This interactive demo enables you to:

1. **Engage with Llama Guard**: Utilize the model for effective prompt and response filtering, ensuring a safer chat experience.
2. **Custom taxonomy configuration**: Seamlessly define and implement your own taxonomy criteria specific to your needs with Llama Guard.
3. **Comprehensive integration**: Establish a robust end-to-end safety pipeline by integrating Llama Guard with your chat model, enhancing overall model performance and user safety.

### Before you begin

- Before continuing through this notebook you are required to go this [link](/marketplace/consumer/listings/9cd61515-663a-4d71-b1a7-758458b68dff) and click on  `Get instant access`. This allows you to accept the terms of service of the model providers and register the model in a UC catalog. 
- Reach out to your Databricks account team to enroll in the Private Preview.


## Set up authentication


This guide outlines the steps to configure your PAT using Databricks Secrets and the Databricks CLI.

1. [**Install Databricks CLI**:](https://docs.databricks.com/en/dev-tools/cli/install.html#install-or-update-the-databricks-cli)
   - Run `curl -fsSL https://raw.githubusercontent.com/databricks/setup-cli/main/install.sh | sudo sh` on your laptop or cluster terminal.

2. **Configure the Databricks CLI**:
   - Use `databricks configure --token` and input your workspace URL and a [Personal Access Token (PAT)](https://docs.databricks.com/en/dev-tools/auth/pat.html#databricks-personal-access-tokens-for-workspace-users) from your Databricks profile.

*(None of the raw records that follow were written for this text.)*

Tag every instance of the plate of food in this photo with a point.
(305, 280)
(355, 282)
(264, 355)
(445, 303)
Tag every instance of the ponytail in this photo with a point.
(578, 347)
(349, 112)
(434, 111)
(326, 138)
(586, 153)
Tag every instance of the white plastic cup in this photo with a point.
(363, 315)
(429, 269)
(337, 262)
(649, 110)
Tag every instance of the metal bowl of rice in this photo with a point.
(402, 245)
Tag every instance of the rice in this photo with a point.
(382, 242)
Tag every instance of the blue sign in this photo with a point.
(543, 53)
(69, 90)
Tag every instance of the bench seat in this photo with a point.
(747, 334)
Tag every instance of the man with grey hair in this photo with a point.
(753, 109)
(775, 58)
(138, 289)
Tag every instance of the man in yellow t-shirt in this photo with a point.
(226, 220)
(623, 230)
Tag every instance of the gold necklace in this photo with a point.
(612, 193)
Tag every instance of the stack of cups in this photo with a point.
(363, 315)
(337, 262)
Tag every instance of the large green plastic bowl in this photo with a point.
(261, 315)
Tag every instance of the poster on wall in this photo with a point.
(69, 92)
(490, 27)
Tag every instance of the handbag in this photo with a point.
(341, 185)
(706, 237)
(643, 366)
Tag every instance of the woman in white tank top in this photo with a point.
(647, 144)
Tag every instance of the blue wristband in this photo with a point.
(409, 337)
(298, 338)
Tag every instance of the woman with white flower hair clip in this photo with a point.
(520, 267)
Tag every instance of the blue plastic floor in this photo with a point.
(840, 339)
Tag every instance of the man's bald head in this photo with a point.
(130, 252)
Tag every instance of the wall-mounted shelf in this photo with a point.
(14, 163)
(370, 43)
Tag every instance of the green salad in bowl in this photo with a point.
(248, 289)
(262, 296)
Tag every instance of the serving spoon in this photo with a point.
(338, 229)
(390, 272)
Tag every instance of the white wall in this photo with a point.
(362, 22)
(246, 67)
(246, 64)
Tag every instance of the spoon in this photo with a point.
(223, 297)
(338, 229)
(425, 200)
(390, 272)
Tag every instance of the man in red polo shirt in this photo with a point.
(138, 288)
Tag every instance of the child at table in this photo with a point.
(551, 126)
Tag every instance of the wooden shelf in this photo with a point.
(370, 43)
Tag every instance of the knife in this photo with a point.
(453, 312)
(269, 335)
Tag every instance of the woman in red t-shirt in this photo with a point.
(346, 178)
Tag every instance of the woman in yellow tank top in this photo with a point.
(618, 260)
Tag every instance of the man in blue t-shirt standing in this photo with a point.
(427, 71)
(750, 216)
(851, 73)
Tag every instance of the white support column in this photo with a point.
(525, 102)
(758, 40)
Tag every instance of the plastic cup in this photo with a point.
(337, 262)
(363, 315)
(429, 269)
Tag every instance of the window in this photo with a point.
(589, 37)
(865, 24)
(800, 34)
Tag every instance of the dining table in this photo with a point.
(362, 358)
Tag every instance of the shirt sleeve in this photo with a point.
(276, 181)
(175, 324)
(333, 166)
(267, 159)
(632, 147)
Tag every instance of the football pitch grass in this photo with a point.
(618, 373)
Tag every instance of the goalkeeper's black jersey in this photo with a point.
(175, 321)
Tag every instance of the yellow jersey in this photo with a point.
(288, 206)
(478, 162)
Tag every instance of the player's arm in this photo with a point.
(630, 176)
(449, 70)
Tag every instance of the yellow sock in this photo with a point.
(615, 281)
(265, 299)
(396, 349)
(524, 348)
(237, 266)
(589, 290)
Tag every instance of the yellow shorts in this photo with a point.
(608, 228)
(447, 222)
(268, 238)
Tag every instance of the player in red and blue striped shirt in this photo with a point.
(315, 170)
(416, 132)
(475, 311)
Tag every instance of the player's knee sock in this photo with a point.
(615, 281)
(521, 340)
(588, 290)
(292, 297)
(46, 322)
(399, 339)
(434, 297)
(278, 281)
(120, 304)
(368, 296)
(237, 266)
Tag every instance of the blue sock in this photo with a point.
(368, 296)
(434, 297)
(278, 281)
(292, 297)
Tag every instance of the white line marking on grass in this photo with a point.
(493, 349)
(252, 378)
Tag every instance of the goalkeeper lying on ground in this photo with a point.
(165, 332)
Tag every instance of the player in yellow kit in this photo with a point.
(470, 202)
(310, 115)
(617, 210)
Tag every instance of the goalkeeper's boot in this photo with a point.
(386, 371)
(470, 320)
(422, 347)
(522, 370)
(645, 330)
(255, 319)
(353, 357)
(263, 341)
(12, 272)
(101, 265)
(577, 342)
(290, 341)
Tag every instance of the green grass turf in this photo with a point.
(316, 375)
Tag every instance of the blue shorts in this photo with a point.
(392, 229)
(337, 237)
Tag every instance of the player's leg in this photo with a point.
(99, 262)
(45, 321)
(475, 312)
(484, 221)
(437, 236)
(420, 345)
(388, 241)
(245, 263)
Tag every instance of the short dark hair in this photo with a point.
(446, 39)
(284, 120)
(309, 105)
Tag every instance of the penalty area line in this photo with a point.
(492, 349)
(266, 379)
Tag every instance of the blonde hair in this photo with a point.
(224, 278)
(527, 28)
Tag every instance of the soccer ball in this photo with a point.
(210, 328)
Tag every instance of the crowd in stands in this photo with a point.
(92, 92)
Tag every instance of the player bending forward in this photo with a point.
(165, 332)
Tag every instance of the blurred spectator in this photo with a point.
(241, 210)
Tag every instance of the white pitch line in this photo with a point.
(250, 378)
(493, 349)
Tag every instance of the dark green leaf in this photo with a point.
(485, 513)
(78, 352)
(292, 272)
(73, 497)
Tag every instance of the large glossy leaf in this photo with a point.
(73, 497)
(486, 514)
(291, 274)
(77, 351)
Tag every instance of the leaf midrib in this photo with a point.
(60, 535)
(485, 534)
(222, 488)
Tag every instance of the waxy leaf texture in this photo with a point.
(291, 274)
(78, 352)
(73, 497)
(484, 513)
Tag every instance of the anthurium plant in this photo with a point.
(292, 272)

3. **Create a secret scope**: 
   - Create a secret scope named `fm_demo` with `databricks secrets create-scope fm_demo`.

4. **Save service principal secret**: 
   - Store your service principal secret in the `fm_demo` scope using `databricks secrets put-secret fm_demo sp_token`. This is necessary for the Model Endpoint's authentication. For a demo or test, one of your PAT tokens can be used.

In [0]:
%pip install --upgrade databricks-sdk mlflow==2.10.0 pydantic==2.6.1 CloudPickle==3.0.0 presidio_analyzer presidio_anonymizer
dbutils.library.restartPython()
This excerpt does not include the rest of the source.